In questa guida completa esploreremo tutti gli aspetti relativi all’assicurazione durante un passaggio di proprietà, con particolare focus su quando e come l’acquirente può stipulare la nuova polizza assicurativa.
Comprendere questo processo è essenziale non solo per essere in regola con la legge, ma anche per evitare sanzioni e garantire la corretta copertura del veicolo dal momento esatto in cui si diventa il proprietario.
Quando decade la vecchia assicurazione durante un passaggio di proprietà
Appena il passaggio di proprietà viene registrato, la polizza del vecchio proprietario cessa automaticamente.
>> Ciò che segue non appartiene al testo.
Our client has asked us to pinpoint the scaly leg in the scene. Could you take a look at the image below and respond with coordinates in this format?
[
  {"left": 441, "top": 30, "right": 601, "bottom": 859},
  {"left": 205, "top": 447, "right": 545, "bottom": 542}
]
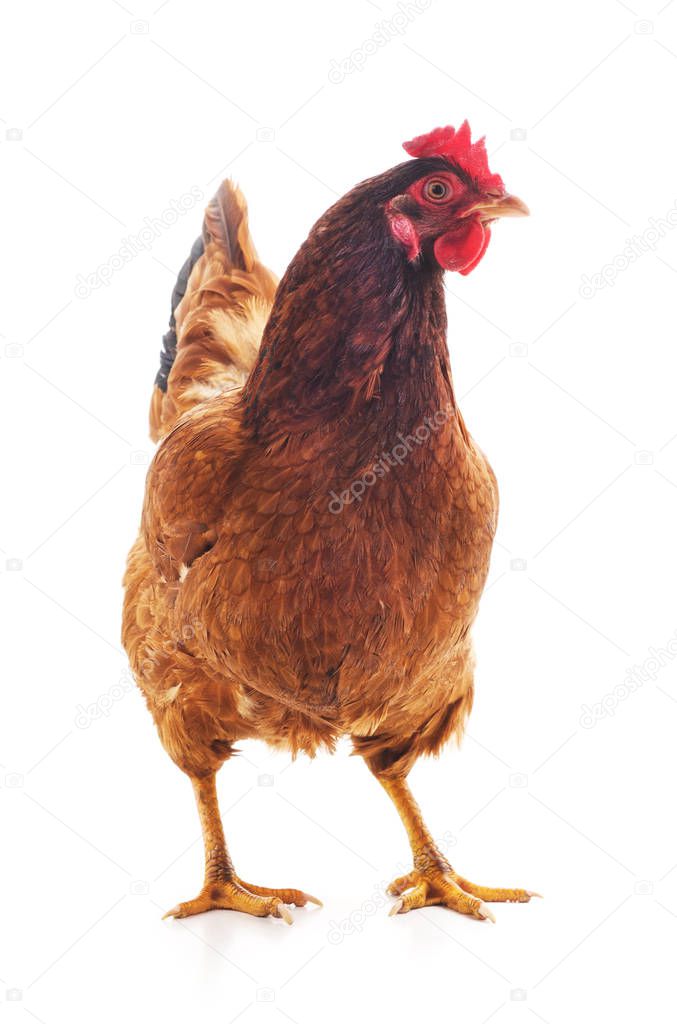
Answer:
[
  {"left": 165, "top": 774, "right": 322, "bottom": 925},
  {"left": 375, "top": 773, "right": 539, "bottom": 921}
]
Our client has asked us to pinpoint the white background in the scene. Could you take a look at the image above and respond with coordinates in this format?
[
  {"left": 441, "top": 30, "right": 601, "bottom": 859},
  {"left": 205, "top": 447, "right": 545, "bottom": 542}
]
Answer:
[{"left": 0, "top": 0, "right": 677, "bottom": 1024}]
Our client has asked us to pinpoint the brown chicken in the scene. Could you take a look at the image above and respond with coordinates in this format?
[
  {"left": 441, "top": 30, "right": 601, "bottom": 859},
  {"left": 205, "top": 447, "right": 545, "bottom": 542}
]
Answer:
[{"left": 123, "top": 122, "right": 536, "bottom": 922}]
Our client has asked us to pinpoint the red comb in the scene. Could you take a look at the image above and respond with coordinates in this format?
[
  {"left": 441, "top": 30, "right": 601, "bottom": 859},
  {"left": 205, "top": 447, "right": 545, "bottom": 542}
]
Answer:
[{"left": 403, "top": 121, "right": 505, "bottom": 191}]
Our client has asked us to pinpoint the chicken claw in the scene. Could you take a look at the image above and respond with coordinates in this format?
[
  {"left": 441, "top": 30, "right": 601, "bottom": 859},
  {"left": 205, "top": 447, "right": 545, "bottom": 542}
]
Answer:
[
  {"left": 387, "top": 865, "right": 539, "bottom": 924},
  {"left": 163, "top": 879, "right": 322, "bottom": 925}
]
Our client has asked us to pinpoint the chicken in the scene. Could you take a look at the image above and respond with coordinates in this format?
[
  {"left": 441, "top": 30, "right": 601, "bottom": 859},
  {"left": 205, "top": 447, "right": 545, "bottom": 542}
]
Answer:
[{"left": 123, "top": 122, "right": 536, "bottom": 923}]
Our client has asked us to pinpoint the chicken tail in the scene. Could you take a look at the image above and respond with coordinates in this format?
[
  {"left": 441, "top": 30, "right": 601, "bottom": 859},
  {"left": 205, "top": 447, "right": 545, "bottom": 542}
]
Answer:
[{"left": 151, "top": 179, "right": 278, "bottom": 441}]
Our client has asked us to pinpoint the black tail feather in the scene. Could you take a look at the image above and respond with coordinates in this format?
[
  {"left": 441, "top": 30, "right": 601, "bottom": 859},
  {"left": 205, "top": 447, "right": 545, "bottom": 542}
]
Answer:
[{"left": 155, "top": 237, "right": 205, "bottom": 391}]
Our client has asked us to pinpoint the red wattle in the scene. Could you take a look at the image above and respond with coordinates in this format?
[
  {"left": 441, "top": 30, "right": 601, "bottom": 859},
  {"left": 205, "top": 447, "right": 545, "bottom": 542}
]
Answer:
[{"left": 433, "top": 220, "right": 492, "bottom": 274}]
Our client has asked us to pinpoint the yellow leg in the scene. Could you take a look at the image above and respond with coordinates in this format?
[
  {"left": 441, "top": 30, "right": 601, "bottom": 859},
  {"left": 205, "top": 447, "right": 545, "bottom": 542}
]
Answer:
[
  {"left": 165, "top": 774, "right": 322, "bottom": 925},
  {"left": 376, "top": 774, "right": 539, "bottom": 921}
]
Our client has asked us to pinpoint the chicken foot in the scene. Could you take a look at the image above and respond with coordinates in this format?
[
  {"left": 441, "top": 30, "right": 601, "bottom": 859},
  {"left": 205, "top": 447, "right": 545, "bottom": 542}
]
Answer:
[
  {"left": 164, "top": 773, "right": 322, "bottom": 925},
  {"left": 376, "top": 773, "right": 539, "bottom": 922}
]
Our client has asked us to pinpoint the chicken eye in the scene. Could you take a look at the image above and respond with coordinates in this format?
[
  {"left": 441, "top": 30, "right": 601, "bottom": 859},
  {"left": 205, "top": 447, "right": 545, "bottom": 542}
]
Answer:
[{"left": 423, "top": 178, "right": 451, "bottom": 203}]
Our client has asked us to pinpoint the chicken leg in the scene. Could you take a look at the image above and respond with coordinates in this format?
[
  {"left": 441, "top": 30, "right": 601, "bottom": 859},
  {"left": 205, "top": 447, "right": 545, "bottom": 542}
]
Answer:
[
  {"left": 375, "top": 772, "right": 539, "bottom": 922},
  {"left": 164, "top": 773, "right": 322, "bottom": 925}
]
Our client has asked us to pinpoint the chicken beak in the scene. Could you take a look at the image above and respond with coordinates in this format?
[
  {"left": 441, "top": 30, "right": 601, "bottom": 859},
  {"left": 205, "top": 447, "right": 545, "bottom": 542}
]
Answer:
[{"left": 465, "top": 196, "right": 528, "bottom": 220}]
L’assicurazione, infatti, è personale: è intestata a chi possiede il veicolo e non si trasferisce in automatico con la vendita.
👉 Tradotto: nel momento in cui diventi intestatario, l’auto non è più assicurata.
Non esiste alcun periodo di tolleranza o “giorno cuscinetto”: circolare anche solo per pochi minuti senza una copertura attiva è vietato e pericoloso.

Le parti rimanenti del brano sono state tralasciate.